Milliyetçi Modi hükümeti tecavüzcü katilleri affetti

Hindistan’daki aşırı sağcı hükümet, hamile bir Müslüman kadına toplu tecavüz etmek ve üç yaşındaki kızı da dahil aileden 14 kişiyi öldürmekten hüküm giyen 11 kişinin erken salıverilmesine onaylamış. Salıverilen hükümlüler, 2002’de ülkenin batısındaki Gujarat eyaletinde Müslümanların hedef alındığı saldırılarda Bilkis Bano ve ailesine hedef alan Hindu çetesinin üyeleri.
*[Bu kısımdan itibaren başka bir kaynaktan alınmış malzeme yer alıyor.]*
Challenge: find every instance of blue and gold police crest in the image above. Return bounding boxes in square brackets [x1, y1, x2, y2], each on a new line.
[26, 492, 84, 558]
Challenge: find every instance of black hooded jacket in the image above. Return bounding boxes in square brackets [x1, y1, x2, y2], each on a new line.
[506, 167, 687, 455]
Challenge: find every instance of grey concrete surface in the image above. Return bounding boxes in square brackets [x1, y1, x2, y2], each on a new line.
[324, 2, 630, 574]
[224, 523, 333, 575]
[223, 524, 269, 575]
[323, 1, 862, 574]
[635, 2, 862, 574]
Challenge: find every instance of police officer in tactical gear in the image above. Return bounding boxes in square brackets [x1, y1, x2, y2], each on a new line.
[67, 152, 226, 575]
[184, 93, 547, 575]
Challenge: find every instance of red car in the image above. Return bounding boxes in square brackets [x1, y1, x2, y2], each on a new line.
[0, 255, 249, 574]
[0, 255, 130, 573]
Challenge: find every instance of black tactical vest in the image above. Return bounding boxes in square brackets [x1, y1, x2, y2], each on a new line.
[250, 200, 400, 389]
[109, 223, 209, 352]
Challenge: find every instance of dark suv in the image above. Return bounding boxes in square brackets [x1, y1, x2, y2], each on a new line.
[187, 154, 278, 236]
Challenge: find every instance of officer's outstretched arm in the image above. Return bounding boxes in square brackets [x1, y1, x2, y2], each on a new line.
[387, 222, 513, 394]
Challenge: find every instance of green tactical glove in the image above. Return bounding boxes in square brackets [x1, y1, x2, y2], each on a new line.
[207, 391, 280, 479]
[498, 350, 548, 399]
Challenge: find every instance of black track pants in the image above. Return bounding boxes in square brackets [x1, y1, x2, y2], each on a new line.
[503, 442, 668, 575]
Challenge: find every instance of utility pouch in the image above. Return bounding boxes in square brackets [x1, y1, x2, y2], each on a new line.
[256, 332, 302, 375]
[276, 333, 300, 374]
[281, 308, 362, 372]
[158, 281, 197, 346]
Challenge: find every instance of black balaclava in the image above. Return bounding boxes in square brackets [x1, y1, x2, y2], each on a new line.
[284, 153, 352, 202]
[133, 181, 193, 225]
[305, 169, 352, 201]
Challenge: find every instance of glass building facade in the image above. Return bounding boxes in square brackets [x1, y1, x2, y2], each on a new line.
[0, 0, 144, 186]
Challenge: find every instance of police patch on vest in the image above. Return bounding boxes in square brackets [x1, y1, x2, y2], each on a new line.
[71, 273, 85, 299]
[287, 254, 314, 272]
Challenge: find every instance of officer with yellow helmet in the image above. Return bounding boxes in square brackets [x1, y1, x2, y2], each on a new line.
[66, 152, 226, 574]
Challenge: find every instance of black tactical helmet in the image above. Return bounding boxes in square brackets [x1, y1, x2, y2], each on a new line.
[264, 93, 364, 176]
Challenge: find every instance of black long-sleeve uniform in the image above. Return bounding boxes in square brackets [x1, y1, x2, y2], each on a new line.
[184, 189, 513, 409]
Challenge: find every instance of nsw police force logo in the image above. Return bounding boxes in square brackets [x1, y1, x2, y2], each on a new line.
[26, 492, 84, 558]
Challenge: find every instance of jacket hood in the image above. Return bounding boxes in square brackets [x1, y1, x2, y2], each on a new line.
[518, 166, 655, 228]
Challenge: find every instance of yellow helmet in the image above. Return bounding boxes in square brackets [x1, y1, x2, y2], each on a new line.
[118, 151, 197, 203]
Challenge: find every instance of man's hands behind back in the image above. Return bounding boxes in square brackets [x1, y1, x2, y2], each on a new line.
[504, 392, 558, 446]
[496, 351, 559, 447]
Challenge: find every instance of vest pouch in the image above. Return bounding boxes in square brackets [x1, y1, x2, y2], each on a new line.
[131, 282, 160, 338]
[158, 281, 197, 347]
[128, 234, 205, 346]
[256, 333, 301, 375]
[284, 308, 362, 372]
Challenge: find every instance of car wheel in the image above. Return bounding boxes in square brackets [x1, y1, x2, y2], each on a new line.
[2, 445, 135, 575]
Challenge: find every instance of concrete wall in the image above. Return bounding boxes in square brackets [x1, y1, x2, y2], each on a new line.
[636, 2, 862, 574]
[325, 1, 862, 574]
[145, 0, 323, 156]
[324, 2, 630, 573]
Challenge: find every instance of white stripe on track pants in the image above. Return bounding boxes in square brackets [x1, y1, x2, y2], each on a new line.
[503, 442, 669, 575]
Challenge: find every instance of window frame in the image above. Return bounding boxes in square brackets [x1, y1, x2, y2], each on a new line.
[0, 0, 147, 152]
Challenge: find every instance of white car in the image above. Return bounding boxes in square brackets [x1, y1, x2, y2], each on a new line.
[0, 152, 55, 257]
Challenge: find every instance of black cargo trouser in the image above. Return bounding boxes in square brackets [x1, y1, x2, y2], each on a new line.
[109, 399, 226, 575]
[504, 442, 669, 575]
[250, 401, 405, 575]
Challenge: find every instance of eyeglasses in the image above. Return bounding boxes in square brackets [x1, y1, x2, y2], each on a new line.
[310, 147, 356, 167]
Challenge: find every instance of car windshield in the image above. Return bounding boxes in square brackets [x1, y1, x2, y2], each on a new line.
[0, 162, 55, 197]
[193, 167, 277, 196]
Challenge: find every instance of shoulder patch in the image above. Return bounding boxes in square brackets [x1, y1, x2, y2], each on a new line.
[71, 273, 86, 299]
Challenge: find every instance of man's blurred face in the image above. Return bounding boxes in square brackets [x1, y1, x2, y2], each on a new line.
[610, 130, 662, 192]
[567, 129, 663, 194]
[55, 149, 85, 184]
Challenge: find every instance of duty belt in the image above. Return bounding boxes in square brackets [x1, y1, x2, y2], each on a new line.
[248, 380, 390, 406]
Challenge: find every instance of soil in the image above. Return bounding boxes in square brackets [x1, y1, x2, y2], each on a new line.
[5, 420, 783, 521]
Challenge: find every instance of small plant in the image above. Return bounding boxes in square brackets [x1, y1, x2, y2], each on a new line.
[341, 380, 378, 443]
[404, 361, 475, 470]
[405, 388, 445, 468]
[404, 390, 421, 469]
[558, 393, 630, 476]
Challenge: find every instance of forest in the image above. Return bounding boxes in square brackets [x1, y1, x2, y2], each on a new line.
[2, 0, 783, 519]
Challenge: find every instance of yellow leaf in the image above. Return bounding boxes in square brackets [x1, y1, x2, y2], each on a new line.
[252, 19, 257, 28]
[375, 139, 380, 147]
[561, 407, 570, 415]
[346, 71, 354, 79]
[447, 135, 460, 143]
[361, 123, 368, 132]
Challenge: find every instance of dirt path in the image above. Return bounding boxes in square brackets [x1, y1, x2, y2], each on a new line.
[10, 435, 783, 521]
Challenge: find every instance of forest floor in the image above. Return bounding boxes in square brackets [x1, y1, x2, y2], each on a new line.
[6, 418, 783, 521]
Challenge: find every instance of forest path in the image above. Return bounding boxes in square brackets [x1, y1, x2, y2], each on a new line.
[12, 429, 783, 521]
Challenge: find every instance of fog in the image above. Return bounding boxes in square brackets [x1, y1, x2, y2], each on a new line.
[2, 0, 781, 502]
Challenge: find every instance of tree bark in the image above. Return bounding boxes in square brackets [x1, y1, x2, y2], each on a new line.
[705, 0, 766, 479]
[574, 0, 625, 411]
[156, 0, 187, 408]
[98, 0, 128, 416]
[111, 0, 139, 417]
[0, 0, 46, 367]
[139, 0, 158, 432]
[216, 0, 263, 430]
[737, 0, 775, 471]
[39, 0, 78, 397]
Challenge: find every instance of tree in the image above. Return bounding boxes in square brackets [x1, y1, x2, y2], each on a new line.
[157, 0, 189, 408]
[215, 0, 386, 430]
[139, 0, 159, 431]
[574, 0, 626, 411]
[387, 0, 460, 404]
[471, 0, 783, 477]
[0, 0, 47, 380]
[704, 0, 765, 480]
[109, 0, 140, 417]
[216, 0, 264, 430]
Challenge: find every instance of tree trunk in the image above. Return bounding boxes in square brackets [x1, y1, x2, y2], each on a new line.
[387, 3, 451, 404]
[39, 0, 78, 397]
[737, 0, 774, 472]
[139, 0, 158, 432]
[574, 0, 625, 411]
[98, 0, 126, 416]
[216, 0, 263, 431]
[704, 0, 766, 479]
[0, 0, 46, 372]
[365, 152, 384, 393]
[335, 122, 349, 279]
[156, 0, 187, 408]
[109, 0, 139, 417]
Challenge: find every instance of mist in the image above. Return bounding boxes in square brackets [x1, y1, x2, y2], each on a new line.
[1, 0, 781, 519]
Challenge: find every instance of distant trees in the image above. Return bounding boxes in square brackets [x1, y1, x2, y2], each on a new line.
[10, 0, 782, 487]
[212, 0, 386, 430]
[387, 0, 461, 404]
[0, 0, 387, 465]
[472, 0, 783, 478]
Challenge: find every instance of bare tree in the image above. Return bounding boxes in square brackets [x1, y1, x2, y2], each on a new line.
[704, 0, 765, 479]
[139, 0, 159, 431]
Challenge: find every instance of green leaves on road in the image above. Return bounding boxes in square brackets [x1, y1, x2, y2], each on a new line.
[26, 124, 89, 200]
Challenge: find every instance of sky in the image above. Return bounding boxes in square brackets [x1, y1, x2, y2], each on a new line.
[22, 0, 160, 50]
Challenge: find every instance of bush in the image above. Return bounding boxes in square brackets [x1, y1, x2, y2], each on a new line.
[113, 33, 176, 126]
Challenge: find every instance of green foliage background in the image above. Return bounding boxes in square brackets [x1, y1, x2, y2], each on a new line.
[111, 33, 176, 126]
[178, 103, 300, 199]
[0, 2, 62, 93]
Tecavüz ve cinayetten ömür boyu hapis cezası verilen hükümlülerin salıverildi ve kahraman gibi karşılanmış. Bu olayın, milliyetçi Başbakan  Narendra Modi 15 Ağustos'ta halka kadınlara saygı duyun çağrısından saatler sonra gerçekleştiği ortaya çıktı. 2002'deki saldırıdan 6 yıl sonra, 2008'de mahkum edilen tecavüzcü katiller 14 yıl içeride kaldıktan sonra yaş ve iyi hal gerekçeleriyle serbest bırakılmışlar. Saldırganların salıverilmesinden birkaç gün sonra Bilkis Bano yazılı bir açıklama şunları söyledi: “Ailemi yıkan saldırganların serbest kaldığını duyduğumda söyleyecek bir şey bulamadım. Hala hissiz haldeyim. Bir kadının adalet arayışı nasıl böyle sona erebilir? "Ülkemizdeki en yüksek mahkemelere güvendim. Sisteme güvendim ve yavaş yavaş bu travmayla yaşayabilmeyi öğreniyordum. Hükümlülerin salıverilmesi huzurumu elimden aldı ve adalete olan inancımı sarstı.”  Karar, Hindistan’da büyük öfke yarattı.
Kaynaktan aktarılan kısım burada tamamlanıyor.